From the horse’s mouth
Pro-Ject T2W Wi-Fi turntable
The vinyl revival is upon us whether you are a young person who didn’t grow up with playing records or an older person who habitually played records on that stereogram or hi-fi system and maintained that record collection. But a significant number of turntable manufacturers have moved away from the purely-analogue “back-to-basics” approach to the classic LP record by bridging digital technologies with that classic music medium.
In a lot of cases, turntable manufacturers have issued at least one turntable model in their range that uses Bluetooth to stream audio from that record to Bluetooth speakers or headphones. Yamaha recently issued the MusicCast VinylPlay 500 turntable that streams the record you are playing through your home network to their MusicCast speakers and amplifiers or plays online sources using a MusicCast app.
But Pro-Ject have come forward with a network turntable that uses UPnP / DLNA to stream the music off that record you have put on to a wide range of network audio equipment using your home network.
Pro-Ject have had a significant hand with the vinyl revival. This is with designing and releasing a value-for-money manual turntable that answers the expectations of “born-again” vinyl enthusiasts and participating in the Australian edition of Record Store Day which celebrates independent “bricks-and-mortar” record stores.
The Pro-Ject T2W Wi-Fi turntable is a belt-drive manual-operation turntable that works with 33rpm and 45rpm records. Records are placed on a glass platter rather than a plastic or lightweight-metal platter, which does a better job of absorbing unwanted vibrations. The tonearm is equipped with a Sumiko Rainier moving-magnet cartridge most likely
But this turntable streams the music content over your Ethernet or Wi-Fi home network to any UPnP / DLNA network audio endpoints with it supporting a best-case FLAC lossless audio stream. The Wi-Fi wireless network connection works best case to Wi-Fi 6.
You have to use the Pro- Ject Control App on your smartphone or tablet to set the T2W up for your home network. But this also works as a UPnP / DLNA Media Controller, allowing you to “push” the music stream from your currently-playing LP to a DLNA audio endpoint. The turntable also has a button to “push” the music stream to the last-connected DLNA endpoint so you don’t have to get out your smartphone to do this before you lift the arm on to that album. The Pro-Ject Control App also can allow you to use Sonos or Apple AirPlay 2 compatible equipment to hear that album.
Between the moving-magnet phono cartridge and the Wi-Fi streaming subsystem exists a high-quality analogue split-passive phono preamp which also yields the sound from that album to a line-level input on an amplifier. This would come in handy with music systems that don’t have a phono input that you would typically connect a turntable to. I have done further research and there doesn’t seem to be the ability to run the audio signal to an external phono preamp such as the one built in to that 70s-era hi-fi receiver.

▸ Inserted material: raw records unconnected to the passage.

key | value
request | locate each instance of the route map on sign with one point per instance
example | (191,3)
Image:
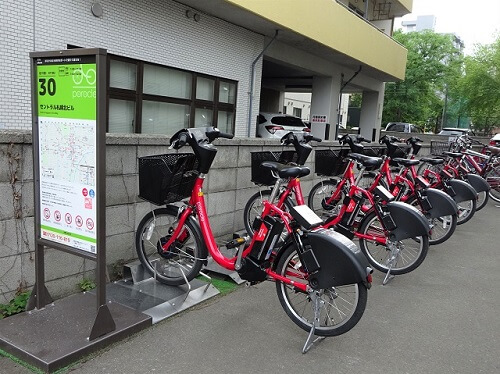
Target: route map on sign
(67,149)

Pro-Ject recommends that you use the control app associated with a UPnP / DLNA capable network multiroom setup to discover the turntable and push its output across the speakers in that setup. This is to assure proper synchronous sound output because one device would be used to “collect” the signal and synchronise it across the different member endpoints in that setup. Pro-Ject doesn’t assure that the T2W’s UPnP setup will lead to proper sync across different devices due to differing buffering capabilities.
This may appeal to people who have an Internet-capable audio system that uses UPnP / DLNA and want to play records through that system via the home network without it being necessarily close to the turntable. But I would like to see Pro-Ject or another company offer similar functionality in a standalone box that can be connected to existing hi-fi equipment.
But I see Pro-Ject’s effort with the T2W as linking the vinyl revival with the home network using standards-based technologies like DLNA. Time to put that record on through the home network!